Referring now to FIG. 8, the oxidation prevention film 23a is etched away using the hard mask film 25 as an etching mask to expose the control gate conductive film 22. A photoresist film is formed in peripheral circuit regions “b” and “c” to pattern a transistor gate.
Referring to FIG. 9, control gate conductive film 22 is etched using hard mask film 25 and photoresist pattern 60 as etching masks to form a control gate line 22a in cell region “a”, a high voltage transistor gate 22b in the high voltage region “b”, and a low voltage transistor gate 22c in the low voltage region “c”. After nitride spacers are formed on the sidewalls of control gate line 22a, a portion of the semiconductor substrate 1 on which a drain junction region will be formed is exposed. Ions are implanted in semiconductor substrate 1 to form a drain junction region (not shown). Numerical reference 11a denotes an insulating film formed by a deposition process, which serves as a tunneling insulating film at a tip portion 30 of the floating gate 3a, and which serves as a control gate insulating film under control gate 22a and high voltage gate insulating film on high voltage region “b”.
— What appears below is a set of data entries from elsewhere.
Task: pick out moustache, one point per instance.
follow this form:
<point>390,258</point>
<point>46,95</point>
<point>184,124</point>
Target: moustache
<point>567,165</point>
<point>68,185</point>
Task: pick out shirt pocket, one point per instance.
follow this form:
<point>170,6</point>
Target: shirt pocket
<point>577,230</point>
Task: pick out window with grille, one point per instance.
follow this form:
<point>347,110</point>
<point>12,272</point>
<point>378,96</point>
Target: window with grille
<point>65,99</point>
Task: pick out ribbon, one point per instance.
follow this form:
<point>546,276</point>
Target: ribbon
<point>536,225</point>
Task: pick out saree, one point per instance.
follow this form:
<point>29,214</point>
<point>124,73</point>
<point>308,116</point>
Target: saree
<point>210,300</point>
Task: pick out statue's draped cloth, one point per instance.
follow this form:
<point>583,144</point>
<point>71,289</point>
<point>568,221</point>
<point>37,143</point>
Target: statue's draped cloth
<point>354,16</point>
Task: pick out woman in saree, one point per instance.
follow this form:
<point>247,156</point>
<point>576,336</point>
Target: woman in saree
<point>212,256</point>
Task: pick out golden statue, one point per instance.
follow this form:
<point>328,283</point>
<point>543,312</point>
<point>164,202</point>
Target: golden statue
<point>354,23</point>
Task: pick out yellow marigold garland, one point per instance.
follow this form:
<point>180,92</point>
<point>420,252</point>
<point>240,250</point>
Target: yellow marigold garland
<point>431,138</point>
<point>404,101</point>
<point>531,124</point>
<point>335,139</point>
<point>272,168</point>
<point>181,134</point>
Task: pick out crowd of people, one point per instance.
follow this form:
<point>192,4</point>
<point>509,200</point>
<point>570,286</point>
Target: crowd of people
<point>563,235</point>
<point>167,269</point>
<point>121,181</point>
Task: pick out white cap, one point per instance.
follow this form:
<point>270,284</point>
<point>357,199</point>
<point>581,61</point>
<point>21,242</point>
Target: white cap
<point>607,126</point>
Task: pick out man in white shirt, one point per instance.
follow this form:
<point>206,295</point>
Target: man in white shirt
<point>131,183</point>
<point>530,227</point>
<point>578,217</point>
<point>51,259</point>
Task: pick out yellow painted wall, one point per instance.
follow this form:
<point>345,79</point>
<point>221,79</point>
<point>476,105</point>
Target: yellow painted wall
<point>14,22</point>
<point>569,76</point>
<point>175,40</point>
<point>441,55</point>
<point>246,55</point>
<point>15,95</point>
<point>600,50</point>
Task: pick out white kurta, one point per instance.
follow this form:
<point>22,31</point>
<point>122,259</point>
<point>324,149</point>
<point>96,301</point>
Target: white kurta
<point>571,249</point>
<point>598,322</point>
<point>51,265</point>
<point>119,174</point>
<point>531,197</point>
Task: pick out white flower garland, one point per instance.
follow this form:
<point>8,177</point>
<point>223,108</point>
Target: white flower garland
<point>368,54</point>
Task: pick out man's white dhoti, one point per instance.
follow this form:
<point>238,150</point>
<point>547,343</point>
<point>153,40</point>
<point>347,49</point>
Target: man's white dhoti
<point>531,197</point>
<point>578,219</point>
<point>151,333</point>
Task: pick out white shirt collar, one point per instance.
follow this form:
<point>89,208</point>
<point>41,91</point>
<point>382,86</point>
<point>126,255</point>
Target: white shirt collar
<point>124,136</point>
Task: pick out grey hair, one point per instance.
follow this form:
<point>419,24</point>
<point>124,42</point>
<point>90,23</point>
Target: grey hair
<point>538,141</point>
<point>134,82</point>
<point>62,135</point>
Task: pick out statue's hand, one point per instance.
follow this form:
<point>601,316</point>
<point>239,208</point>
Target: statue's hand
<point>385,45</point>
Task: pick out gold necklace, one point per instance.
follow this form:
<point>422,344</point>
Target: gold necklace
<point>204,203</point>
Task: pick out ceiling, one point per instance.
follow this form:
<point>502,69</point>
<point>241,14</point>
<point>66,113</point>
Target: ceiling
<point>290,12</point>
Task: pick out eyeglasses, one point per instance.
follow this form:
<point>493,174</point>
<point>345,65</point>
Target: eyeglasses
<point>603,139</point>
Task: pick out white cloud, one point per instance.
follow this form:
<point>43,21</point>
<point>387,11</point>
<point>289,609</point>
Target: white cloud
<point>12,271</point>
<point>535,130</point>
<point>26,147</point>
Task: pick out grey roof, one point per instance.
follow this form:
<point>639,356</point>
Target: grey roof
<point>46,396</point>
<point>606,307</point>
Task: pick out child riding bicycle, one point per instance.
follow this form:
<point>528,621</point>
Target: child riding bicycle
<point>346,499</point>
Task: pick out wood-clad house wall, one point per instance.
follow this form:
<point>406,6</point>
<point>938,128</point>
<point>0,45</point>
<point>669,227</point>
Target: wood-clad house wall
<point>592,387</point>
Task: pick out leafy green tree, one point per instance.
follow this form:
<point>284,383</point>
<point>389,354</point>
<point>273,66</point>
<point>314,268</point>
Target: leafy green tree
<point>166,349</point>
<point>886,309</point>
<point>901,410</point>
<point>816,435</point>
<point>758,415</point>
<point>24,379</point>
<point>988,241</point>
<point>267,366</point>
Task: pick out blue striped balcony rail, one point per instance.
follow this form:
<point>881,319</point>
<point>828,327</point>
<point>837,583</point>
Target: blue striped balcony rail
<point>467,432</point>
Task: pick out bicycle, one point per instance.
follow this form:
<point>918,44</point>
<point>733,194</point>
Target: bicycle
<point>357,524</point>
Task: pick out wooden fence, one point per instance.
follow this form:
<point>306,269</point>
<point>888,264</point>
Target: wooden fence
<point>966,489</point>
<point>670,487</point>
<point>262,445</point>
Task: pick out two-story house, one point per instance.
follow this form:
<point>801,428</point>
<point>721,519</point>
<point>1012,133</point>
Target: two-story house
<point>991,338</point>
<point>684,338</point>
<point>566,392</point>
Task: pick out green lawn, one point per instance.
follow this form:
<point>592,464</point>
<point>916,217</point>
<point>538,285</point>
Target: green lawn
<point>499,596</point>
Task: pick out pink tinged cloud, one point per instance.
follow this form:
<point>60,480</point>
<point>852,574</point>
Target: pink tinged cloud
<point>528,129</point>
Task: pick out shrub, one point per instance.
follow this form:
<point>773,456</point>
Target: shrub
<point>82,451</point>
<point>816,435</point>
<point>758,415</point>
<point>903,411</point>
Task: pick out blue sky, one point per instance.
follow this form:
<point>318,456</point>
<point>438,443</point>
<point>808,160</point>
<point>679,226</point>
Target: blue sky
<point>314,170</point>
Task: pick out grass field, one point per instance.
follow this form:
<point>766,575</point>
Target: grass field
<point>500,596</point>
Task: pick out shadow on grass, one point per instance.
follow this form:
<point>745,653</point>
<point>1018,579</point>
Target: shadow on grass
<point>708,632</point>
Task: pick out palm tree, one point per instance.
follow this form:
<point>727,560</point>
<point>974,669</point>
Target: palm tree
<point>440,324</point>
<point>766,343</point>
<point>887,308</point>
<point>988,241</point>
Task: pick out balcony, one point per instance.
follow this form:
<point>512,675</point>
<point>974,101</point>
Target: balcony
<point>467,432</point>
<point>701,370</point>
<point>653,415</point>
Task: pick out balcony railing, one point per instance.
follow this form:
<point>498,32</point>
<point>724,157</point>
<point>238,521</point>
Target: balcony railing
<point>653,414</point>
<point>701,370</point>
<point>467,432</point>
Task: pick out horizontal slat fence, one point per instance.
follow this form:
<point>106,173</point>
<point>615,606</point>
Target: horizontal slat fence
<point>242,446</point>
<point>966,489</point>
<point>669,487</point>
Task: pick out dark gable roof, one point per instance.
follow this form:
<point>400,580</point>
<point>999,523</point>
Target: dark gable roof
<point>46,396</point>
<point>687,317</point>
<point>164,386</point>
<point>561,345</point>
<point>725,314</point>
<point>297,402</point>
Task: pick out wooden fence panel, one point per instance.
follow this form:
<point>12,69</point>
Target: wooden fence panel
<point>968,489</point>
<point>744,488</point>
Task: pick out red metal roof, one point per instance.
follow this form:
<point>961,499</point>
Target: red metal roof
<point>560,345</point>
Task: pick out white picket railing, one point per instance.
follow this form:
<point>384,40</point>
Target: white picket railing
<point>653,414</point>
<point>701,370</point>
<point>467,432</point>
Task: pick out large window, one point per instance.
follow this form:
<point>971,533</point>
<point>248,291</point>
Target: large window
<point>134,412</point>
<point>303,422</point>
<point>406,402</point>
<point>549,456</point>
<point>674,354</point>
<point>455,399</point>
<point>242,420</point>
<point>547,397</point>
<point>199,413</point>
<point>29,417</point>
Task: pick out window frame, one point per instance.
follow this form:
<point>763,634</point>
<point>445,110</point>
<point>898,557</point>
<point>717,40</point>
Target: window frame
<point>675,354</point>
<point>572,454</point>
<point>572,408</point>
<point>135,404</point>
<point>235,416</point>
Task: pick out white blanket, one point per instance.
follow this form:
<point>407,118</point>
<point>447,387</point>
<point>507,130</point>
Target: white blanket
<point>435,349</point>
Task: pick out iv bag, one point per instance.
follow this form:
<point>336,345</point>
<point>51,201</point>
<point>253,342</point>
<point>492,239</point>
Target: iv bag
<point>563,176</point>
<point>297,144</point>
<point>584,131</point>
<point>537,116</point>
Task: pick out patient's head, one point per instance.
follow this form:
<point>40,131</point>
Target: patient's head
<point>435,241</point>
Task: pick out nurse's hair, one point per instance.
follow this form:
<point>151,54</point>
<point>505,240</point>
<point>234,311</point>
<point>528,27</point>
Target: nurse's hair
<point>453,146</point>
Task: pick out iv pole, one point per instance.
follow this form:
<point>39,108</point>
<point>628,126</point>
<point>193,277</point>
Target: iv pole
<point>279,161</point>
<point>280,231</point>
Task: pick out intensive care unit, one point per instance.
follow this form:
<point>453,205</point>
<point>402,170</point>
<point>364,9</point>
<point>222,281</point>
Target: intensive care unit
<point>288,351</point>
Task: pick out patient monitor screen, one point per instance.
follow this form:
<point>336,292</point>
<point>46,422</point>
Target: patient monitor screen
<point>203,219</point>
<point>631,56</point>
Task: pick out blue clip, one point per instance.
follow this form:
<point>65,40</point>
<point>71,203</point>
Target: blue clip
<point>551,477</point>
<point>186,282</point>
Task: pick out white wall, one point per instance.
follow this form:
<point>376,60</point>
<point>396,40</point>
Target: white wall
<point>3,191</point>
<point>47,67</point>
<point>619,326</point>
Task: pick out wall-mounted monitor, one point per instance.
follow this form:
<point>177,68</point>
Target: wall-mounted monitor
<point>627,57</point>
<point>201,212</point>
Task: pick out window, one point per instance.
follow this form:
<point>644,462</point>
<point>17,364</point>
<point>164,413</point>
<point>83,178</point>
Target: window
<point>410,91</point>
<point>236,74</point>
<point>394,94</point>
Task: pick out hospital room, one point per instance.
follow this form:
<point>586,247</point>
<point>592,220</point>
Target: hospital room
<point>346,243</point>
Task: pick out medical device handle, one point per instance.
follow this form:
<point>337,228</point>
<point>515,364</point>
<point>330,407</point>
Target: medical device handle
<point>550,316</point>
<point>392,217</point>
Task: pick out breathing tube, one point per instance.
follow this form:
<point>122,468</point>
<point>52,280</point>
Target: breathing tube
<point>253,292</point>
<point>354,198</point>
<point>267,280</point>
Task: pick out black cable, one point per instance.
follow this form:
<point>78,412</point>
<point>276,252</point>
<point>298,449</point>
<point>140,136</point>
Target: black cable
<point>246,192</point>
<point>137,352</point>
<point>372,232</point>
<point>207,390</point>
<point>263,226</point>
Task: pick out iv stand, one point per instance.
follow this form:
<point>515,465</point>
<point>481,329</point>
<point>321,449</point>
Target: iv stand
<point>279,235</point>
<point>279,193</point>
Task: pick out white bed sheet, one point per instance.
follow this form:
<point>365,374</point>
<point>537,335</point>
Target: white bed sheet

Staying with FIG. 9, an erase and program operation(s) for the conventional split-gate flash memory will be described. In the program operation, a high voltage VDD is applied to a source junction region through source line 10a. A low voltage (e.g., between 0 and 1.0 Volts) is applied to a drain junction region. Under these voltage conditions, electrons generated in the drain junction region move towards the source junction region through a channel region inverted slightly by a threshold voltage Vth applied to the control gate 22a. The electrons moving toward the source junction region are excited by the potential difference between the drain junction region and the floating gate 3a which is coupled to high voltage VDD applied via source line 10a. In this manner, electrons are injected into the floating gate 3a. In other words, the program operation is performed by hot carrier injection into the floating gate 3a. 
In an erase operation, high voltage VDD is applied to control gate 22a and a low voltage is applied to the source and drain junction regions. The electrons accumulated in floating gate 3a leaked out from the tapered tip of floating gate 3a to control gate 22a through tunneling insulating film 11a by means of a conventionally understood tunneling (Fowler-Nordheim) phenomenon. Accordingly, the threshold voltage Vth for the channel is shifted to a lower value, and the corresponding cell enters into an erasing state.
Referring still to FIG. 9, since the tunneling insulating film 11a is adjacent to the tip 30 of floating gate 3a and has the same thickness as the high voltage gate insulating film 11a near high voltage transistor gate 22b, overall erasing efficiency for the split-gate flash memory device is relatively low. That is, in order to apply sufficient voltage to control gate 22a, high voltage gate insulating film 11a must be relatively thick. In contrast, if tunneling insulating film 11a has the same thickness as the high voltage gate insulating film 11a, electron tunneling remains relatively inactive. As a result, the erasure operation properties of the flash memory device degrade accordingly.